WASHINGTON (WJZ) -- There's new fallout from this week's incident at Reagan National Airport, where an air traffic controller now admits he was asleep on the job while two pilots were trying to land.

Mary Bubala reports a preliminary investigation shows the Reagan controller's radio went silent for 33 minutes.

The FAA has now suspended him from his job.

"As a professional pilot for more than 25 years I am outraged by this. We have an investigation and we will get to the bottom of this.  I want to know why this happened," said Randy Babbitt, FAA administrator.

So does Congressman Andy Harris, a member of the House Transportation Committee, which is planning a formal review.

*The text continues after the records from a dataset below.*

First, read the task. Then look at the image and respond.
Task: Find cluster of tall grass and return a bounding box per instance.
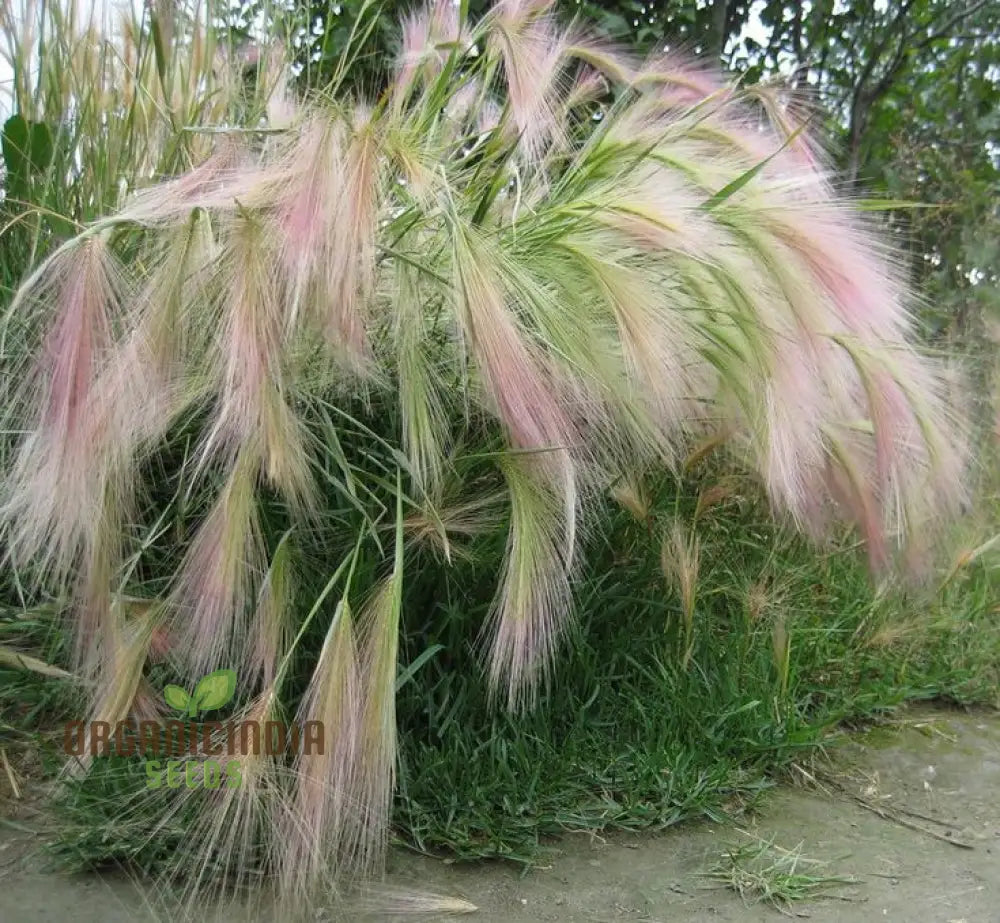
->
[2,0,988,920]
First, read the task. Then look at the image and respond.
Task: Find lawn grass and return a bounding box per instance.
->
[0,474,1000,874]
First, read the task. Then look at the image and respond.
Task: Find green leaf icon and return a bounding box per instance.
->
[163,685,190,711]
[188,670,236,715]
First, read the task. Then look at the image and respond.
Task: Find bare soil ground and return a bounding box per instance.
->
[0,709,1000,923]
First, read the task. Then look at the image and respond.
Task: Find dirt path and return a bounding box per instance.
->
[0,711,1000,923]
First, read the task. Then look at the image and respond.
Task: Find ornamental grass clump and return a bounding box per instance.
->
[3,0,964,912]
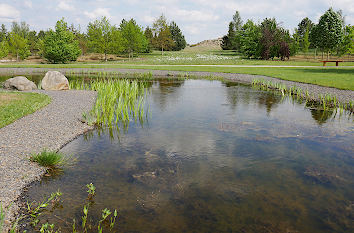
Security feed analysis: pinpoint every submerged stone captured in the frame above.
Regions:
[4,76,37,91]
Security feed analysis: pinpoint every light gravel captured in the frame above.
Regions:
[0,90,96,231]
[0,66,354,103]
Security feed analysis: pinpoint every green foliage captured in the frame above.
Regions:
[22,183,118,233]
[143,27,154,53]
[42,19,81,63]
[221,11,243,51]
[240,20,261,58]
[169,21,187,51]
[0,24,7,42]
[337,25,354,56]
[314,8,343,52]
[119,19,148,58]
[9,32,31,61]
[30,150,68,168]
[153,15,174,54]
[87,17,115,61]
[11,22,30,39]
[0,40,9,58]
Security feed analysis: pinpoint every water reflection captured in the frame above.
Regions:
[23,80,354,232]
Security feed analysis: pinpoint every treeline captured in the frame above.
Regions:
[0,15,186,63]
[222,8,354,60]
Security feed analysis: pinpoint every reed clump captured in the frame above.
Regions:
[252,79,354,114]
[70,79,147,127]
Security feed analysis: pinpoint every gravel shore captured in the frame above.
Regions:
[0,68,354,229]
[0,68,354,103]
[0,90,96,232]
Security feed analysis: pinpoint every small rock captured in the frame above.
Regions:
[4,76,37,91]
[42,71,69,91]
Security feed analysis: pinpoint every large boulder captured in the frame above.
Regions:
[4,76,37,91]
[42,71,69,90]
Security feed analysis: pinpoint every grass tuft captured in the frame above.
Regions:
[30,150,68,168]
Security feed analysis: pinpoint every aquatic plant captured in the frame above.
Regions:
[30,149,70,168]
[23,191,62,227]
[20,183,118,233]
[70,79,147,128]
[252,79,354,114]
[86,183,96,198]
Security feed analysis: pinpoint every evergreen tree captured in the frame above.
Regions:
[169,21,187,51]
[240,20,261,58]
[11,21,30,39]
[0,24,7,42]
[9,32,31,61]
[144,27,154,53]
[153,15,174,55]
[0,40,9,58]
[120,19,147,58]
[43,19,81,63]
[316,8,343,59]
[87,17,115,61]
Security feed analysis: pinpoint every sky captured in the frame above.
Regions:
[0,0,354,44]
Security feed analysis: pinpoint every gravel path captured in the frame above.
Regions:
[0,91,96,231]
[0,67,354,103]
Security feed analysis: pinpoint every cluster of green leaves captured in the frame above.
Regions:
[87,17,147,61]
[144,15,187,54]
[222,8,354,60]
[42,19,81,63]
[222,11,291,60]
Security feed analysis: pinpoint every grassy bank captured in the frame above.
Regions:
[0,61,354,90]
[0,92,51,128]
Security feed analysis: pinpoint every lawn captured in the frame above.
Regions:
[0,92,51,128]
[0,49,354,90]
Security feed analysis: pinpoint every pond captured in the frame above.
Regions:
[26,80,354,232]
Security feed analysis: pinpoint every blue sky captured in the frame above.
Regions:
[0,0,354,43]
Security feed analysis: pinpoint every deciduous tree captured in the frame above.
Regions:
[43,19,81,63]
[9,32,31,61]
[169,21,187,51]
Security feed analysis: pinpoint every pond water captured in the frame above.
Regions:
[26,80,354,232]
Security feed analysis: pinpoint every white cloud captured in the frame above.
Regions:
[0,4,21,22]
[57,1,75,11]
[23,0,32,8]
[84,8,111,19]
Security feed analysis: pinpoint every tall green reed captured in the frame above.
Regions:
[70,79,147,128]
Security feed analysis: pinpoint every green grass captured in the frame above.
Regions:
[0,91,51,128]
[68,65,354,91]
[30,150,67,168]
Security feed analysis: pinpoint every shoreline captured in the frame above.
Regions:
[0,68,354,229]
[0,67,354,103]
[0,90,97,232]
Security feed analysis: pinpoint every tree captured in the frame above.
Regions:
[169,21,187,51]
[0,40,9,58]
[87,17,115,61]
[240,20,261,58]
[9,32,31,61]
[143,27,154,53]
[43,19,81,63]
[337,25,354,56]
[11,21,30,39]
[297,17,314,38]
[221,11,243,51]
[0,24,7,42]
[119,19,147,58]
[153,15,174,55]
[316,8,343,59]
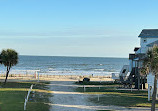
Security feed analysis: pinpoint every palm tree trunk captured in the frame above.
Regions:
[4,67,10,84]
[151,74,157,111]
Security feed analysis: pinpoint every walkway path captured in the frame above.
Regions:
[50,81,153,111]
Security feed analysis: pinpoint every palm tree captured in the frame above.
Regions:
[143,45,158,111]
[0,49,18,84]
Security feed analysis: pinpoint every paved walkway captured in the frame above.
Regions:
[49,81,154,111]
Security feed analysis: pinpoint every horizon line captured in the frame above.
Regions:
[19,54,128,58]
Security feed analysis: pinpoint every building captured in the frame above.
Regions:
[120,29,158,89]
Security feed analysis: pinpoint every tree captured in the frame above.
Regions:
[0,49,18,84]
[143,45,158,111]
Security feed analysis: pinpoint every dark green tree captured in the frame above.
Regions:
[0,49,18,84]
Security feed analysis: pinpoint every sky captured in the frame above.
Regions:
[0,0,158,57]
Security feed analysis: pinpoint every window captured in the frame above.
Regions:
[143,39,147,43]
[122,69,126,73]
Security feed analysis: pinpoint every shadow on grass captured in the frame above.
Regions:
[0,82,51,111]
[76,82,158,107]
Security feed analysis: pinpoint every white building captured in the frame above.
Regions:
[120,29,158,89]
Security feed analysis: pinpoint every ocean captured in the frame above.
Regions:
[0,56,128,75]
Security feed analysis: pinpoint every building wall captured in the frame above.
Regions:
[139,38,158,53]
[140,38,158,48]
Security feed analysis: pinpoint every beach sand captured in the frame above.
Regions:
[0,75,153,111]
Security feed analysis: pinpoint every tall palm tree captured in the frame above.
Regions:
[143,45,158,111]
[0,49,18,84]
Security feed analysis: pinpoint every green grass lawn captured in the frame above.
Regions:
[0,82,51,111]
[76,82,158,107]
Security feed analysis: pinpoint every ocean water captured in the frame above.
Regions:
[0,56,128,75]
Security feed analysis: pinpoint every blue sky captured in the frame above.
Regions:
[0,0,158,57]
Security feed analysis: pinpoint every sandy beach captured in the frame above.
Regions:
[0,75,156,111]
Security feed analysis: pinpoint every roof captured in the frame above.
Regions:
[138,29,158,38]
[134,47,140,51]
[147,40,158,47]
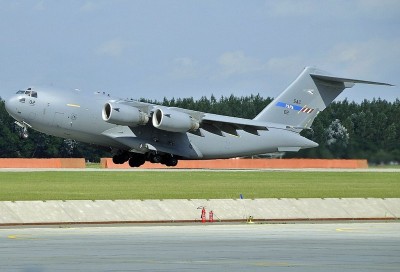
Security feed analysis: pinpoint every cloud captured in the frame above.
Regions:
[169,57,200,79]
[217,51,265,77]
[95,38,133,57]
[265,0,318,17]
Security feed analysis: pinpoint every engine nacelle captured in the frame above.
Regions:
[152,108,200,132]
[101,102,149,127]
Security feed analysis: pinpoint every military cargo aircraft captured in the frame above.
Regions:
[6,67,392,167]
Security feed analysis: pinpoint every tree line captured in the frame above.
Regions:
[0,95,400,164]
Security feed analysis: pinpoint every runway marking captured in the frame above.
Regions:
[7,234,40,240]
[336,228,367,232]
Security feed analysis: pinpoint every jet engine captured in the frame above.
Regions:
[101,102,149,126]
[152,108,200,132]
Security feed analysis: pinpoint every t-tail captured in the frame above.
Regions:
[254,67,393,130]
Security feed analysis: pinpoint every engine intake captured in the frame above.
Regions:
[152,108,200,132]
[101,102,149,126]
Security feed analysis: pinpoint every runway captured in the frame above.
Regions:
[0,222,400,272]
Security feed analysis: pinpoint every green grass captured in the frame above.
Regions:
[0,171,400,201]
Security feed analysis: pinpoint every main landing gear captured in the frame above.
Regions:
[112,152,178,167]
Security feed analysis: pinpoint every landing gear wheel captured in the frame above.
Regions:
[113,153,129,164]
[129,153,145,167]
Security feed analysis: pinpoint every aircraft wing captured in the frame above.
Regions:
[113,101,268,136]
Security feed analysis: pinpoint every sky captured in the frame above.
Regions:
[0,0,400,102]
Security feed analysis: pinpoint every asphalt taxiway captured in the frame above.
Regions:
[0,222,400,271]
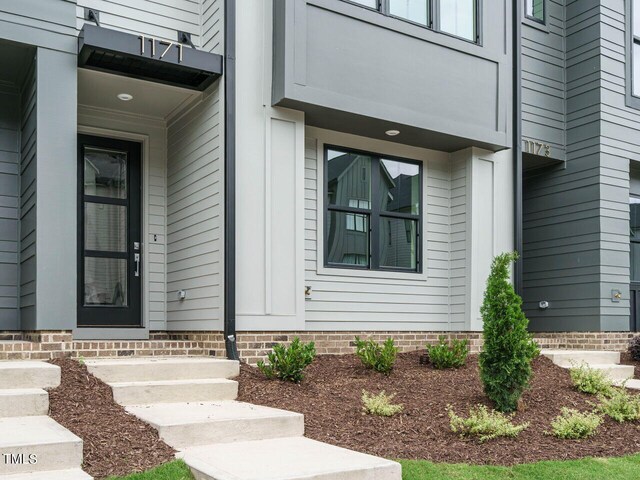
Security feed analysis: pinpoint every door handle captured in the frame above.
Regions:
[133,253,140,277]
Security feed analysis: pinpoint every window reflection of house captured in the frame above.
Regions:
[327,150,420,270]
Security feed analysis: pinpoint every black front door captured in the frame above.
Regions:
[78,135,142,327]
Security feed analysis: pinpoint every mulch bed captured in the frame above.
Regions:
[49,358,175,478]
[238,351,640,465]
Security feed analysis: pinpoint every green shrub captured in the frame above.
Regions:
[427,336,469,369]
[447,405,529,442]
[569,363,613,395]
[362,390,403,417]
[479,252,540,412]
[258,337,316,383]
[597,388,640,423]
[551,407,602,440]
[356,337,398,375]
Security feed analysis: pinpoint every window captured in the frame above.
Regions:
[325,147,422,272]
[524,0,545,23]
[440,0,478,42]
[629,0,640,97]
[347,0,478,43]
[389,0,431,26]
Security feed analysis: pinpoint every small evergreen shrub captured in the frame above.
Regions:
[597,388,640,423]
[362,390,404,417]
[427,336,469,369]
[629,337,640,362]
[447,405,529,442]
[258,337,316,383]
[551,407,602,440]
[356,337,398,375]
[479,252,540,412]
[569,363,613,395]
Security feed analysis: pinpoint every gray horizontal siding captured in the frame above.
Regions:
[167,85,223,330]
[305,137,450,331]
[0,0,77,53]
[76,0,201,45]
[523,0,640,330]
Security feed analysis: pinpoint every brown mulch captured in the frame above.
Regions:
[620,352,640,379]
[49,358,175,478]
[238,352,640,465]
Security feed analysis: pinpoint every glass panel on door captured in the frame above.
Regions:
[78,136,142,327]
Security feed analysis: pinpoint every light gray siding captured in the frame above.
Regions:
[305,135,450,331]
[167,84,224,330]
[272,0,512,152]
[0,85,20,330]
[0,0,77,53]
[76,0,201,45]
[449,154,471,330]
[20,61,38,327]
[201,0,224,55]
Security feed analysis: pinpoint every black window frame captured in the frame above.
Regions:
[524,0,547,25]
[342,0,478,46]
[322,144,424,274]
[625,0,640,110]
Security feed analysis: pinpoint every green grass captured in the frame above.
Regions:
[400,455,640,480]
[107,460,193,480]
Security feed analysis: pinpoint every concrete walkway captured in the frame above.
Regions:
[0,361,92,480]
[86,357,402,480]
[540,350,635,382]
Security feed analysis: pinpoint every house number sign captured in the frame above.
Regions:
[522,139,551,157]
[138,35,183,63]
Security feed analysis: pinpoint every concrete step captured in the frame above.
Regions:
[589,364,635,381]
[0,360,60,389]
[126,401,304,449]
[183,437,402,480]
[0,468,93,480]
[85,357,240,383]
[616,379,640,390]
[109,378,238,405]
[540,349,620,367]
[0,416,82,478]
[0,388,49,417]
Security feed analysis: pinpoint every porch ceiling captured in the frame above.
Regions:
[78,68,202,120]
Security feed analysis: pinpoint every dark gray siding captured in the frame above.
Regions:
[522,0,566,159]
[523,0,640,331]
[20,61,37,328]
[0,85,20,330]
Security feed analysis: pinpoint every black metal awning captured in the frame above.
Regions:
[78,24,222,90]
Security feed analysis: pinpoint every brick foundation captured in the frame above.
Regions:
[0,331,638,364]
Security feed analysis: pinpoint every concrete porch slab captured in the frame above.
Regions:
[182,437,402,480]
[85,357,240,383]
[0,360,60,389]
[126,401,304,449]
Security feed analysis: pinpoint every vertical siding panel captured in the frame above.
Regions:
[20,61,37,325]
[0,88,20,330]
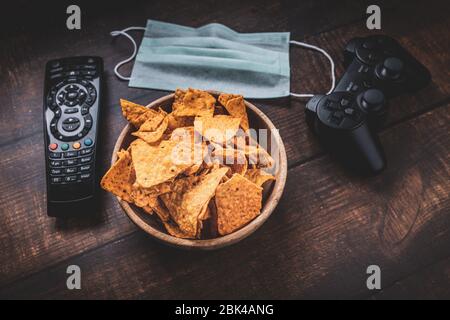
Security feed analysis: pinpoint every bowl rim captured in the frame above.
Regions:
[111,91,287,250]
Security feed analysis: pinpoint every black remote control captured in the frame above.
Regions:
[306,35,431,173]
[44,57,103,217]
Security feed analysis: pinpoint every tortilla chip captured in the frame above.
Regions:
[173,89,186,103]
[100,150,134,202]
[132,117,169,144]
[194,115,241,144]
[120,99,157,128]
[215,174,262,235]
[212,144,248,177]
[139,110,167,132]
[172,89,216,117]
[225,96,250,131]
[245,169,275,187]
[214,105,230,116]
[217,93,242,107]
[131,139,193,188]
[130,182,172,208]
[161,168,229,238]
[167,112,194,131]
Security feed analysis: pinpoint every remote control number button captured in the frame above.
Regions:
[80,173,91,180]
[80,148,92,156]
[53,108,61,118]
[80,157,92,163]
[64,167,77,174]
[80,164,91,171]
[50,177,63,183]
[84,114,92,129]
[48,152,62,159]
[64,159,78,166]
[64,151,78,158]
[64,176,77,182]
[81,106,89,116]
[50,160,62,167]
[50,169,62,176]
[64,108,80,114]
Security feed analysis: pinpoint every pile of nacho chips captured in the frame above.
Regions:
[101,89,275,239]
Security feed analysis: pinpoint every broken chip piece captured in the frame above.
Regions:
[215,173,262,235]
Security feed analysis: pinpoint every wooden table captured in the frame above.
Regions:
[0,0,450,299]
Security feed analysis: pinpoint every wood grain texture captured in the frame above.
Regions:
[0,0,450,297]
[0,105,450,299]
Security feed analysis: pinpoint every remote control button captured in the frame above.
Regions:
[48,101,59,111]
[64,159,78,166]
[50,177,63,183]
[66,91,78,100]
[64,100,78,107]
[80,164,91,171]
[65,70,80,77]
[81,106,89,116]
[62,117,80,132]
[78,89,87,101]
[64,176,77,182]
[80,173,91,180]
[50,169,62,176]
[50,73,63,80]
[64,167,78,174]
[82,65,97,71]
[80,157,92,163]
[80,148,93,156]
[64,108,80,114]
[64,151,78,158]
[50,160,62,167]
[50,119,58,133]
[48,152,62,159]
[84,138,94,147]
[53,108,61,118]
[57,92,66,103]
[81,70,95,77]
[84,114,92,130]
[66,84,80,91]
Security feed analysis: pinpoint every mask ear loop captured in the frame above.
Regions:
[289,40,336,98]
[111,27,145,80]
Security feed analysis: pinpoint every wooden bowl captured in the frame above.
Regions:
[111,91,287,250]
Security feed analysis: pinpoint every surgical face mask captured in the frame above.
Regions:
[111,20,335,98]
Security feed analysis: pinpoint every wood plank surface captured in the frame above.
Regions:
[0,0,450,298]
[0,105,450,299]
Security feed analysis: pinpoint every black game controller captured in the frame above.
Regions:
[306,35,431,173]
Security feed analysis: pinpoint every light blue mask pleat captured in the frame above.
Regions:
[129,20,290,98]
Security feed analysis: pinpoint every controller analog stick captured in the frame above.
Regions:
[361,89,385,112]
[380,57,403,80]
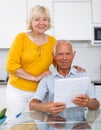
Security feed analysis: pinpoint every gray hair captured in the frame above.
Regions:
[53,40,74,55]
[26,5,51,30]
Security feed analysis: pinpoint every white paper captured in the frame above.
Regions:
[54,77,90,108]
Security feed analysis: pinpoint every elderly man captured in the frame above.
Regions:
[29,40,99,114]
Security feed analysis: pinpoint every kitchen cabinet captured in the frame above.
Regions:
[53,0,92,40]
[0,0,26,48]
[27,0,53,35]
[92,0,101,25]
[95,85,101,108]
[0,85,7,110]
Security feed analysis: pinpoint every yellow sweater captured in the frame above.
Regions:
[6,32,56,91]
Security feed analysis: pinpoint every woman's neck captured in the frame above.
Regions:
[28,31,48,45]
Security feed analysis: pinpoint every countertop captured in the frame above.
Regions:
[92,80,101,85]
[0,108,101,130]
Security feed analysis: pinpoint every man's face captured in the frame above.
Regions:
[54,43,74,70]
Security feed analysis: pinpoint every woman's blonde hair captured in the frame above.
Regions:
[26,5,51,30]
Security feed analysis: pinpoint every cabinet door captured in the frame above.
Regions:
[92,0,101,24]
[54,1,92,40]
[95,85,101,108]
[27,0,53,35]
[0,0,26,48]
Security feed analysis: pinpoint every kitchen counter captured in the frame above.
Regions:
[0,81,7,85]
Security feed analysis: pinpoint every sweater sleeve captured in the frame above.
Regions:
[6,34,23,74]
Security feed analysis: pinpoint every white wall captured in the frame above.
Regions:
[0,41,101,80]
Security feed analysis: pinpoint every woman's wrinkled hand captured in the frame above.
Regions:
[34,71,51,82]
[72,94,90,107]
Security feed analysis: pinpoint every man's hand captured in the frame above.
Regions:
[46,102,66,114]
[72,94,90,107]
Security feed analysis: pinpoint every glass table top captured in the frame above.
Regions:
[0,108,101,130]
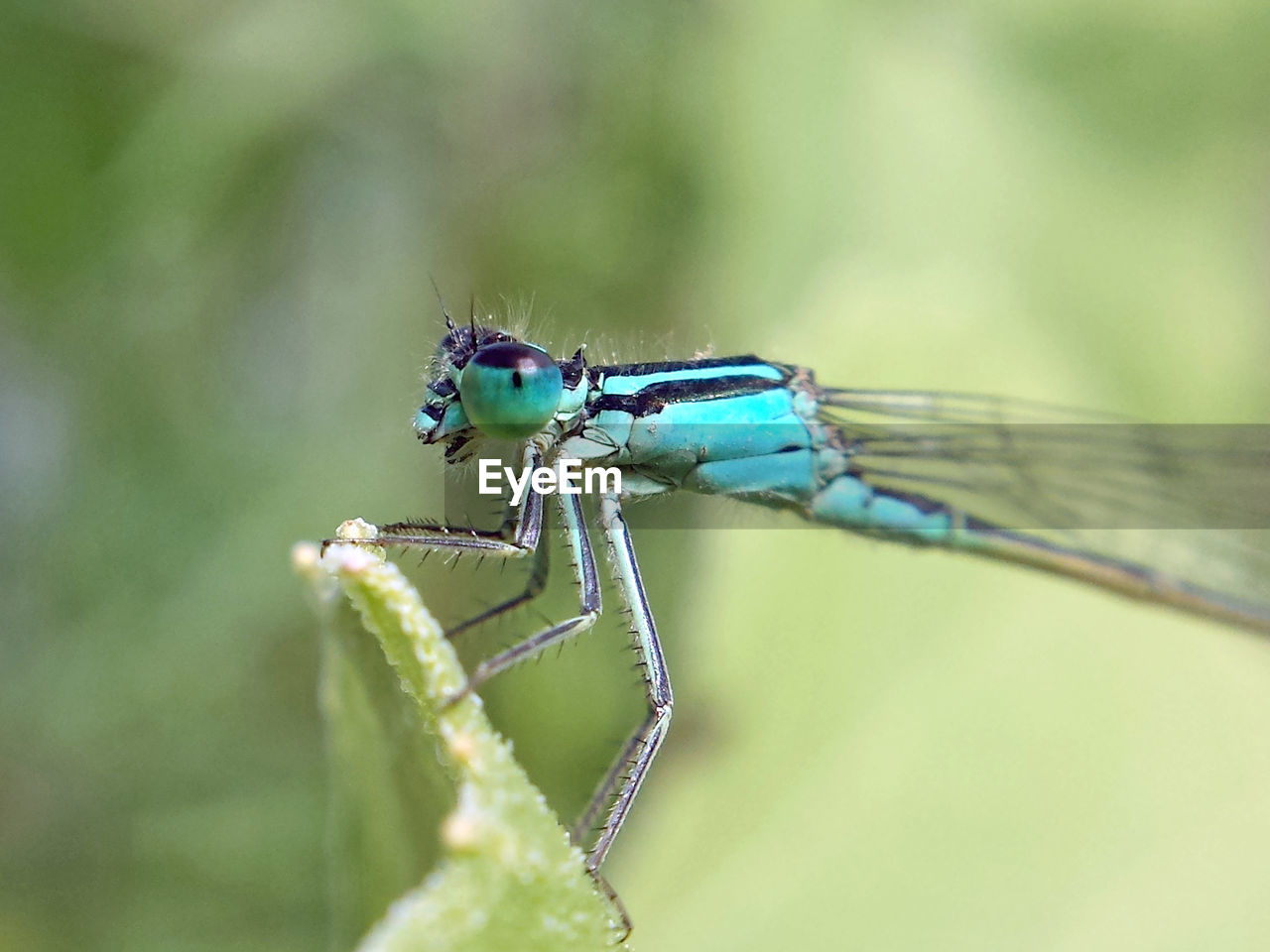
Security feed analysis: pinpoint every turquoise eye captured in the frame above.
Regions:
[458,341,564,439]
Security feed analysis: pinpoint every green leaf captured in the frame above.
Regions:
[294,520,627,952]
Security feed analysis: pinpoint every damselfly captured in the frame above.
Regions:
[329,316,1270,908]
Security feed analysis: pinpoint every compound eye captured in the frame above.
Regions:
[458,340,564,439]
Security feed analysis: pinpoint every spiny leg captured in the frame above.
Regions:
[445,515,552,639]
[448,494,602,703]
[572,495,675,874]
[321,443,543,563]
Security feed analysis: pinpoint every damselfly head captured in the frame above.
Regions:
[414,322,564,458]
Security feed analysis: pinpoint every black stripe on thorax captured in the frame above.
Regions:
[586,373,785,416]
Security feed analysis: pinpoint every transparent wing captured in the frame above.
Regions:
[820,390,1270,627]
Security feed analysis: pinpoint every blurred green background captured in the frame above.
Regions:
[0,0,1270,952]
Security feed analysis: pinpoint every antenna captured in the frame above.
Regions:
[428,274,456,330]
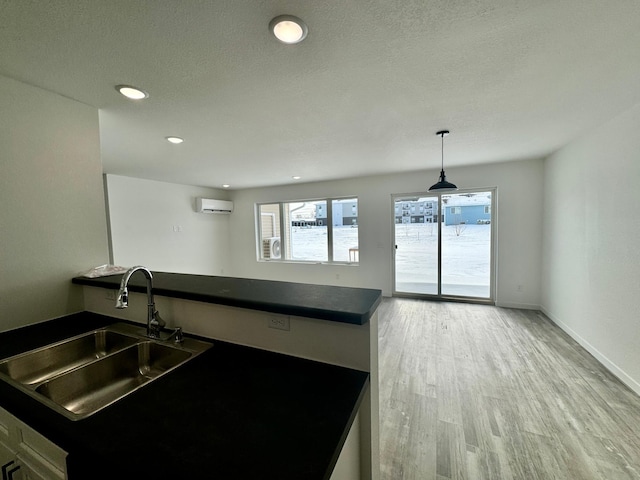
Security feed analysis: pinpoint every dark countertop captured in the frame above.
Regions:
[0,312,369,480]
[73,272,382,325]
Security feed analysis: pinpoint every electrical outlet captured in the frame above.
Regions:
[269,315,290,331]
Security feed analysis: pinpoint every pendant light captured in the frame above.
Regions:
[429,130,458,192]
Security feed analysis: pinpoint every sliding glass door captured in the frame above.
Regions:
[393,190,495,302]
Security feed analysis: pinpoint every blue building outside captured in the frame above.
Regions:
[444,203,491,225]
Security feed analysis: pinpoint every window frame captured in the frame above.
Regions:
[255,195,360,266]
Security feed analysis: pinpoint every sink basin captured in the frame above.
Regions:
[0,323,212,420]
[0,330,138,385]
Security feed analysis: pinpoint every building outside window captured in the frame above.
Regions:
[256,198,359,263]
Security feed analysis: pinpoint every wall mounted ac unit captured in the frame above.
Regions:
[262,237,280,259]
[196,197,233,213]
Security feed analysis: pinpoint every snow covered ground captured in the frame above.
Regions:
[396,223,491,298]
[291,223,491,298]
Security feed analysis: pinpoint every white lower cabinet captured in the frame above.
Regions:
[0,408,67,480]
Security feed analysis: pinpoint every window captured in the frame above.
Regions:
[256,198,359,263]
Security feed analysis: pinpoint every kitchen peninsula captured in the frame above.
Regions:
[0,272,381,480]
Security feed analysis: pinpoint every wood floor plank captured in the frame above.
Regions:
[378,298,640,480]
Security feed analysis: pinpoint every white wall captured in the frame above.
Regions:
[542,101,640,393]
[0,76,108,330]
[230,160,543,308]
[105,175,231,275]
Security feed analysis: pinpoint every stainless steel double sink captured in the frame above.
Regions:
[0,323,212,420]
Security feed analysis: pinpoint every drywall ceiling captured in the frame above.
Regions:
[0,0,640,188]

"We have to make sure that someone in the middle of night who is doing an important job is awake," he said.

 The air traffic controller, a 20-year veteran with a clean record, admitted he fell asleep sometime just after 11:55 p.m.

At 12:04 a.m. an American Airlines jet couldn't reach him and was forced to abort its approach.  The jet reached out instead to a regional controller 40 miles away who tried to call the tower.

"American 1012 called a couple times on a landline, and then tried to call on a commercial line, but there was no answer," said a recording.

The American pilots had to land essentially unassisted. So did a United flight 15 minutes later, which was able to reach the tower once it was on the ground.

Reagan National, which has light overnight traffic, has had just one controller on the midnight shift since 2002.

After Wednesday's incident they've added a second.

The suspended controller had been working his fourth consecutive overnight shift. Federal investigators are now examining the effects of fatigue on the controller.

The National Air Traffic Controllers Association tells WJZ there are 30 towers nationwide with one overnight shift worker. BWI has two overnight controllers in its tower.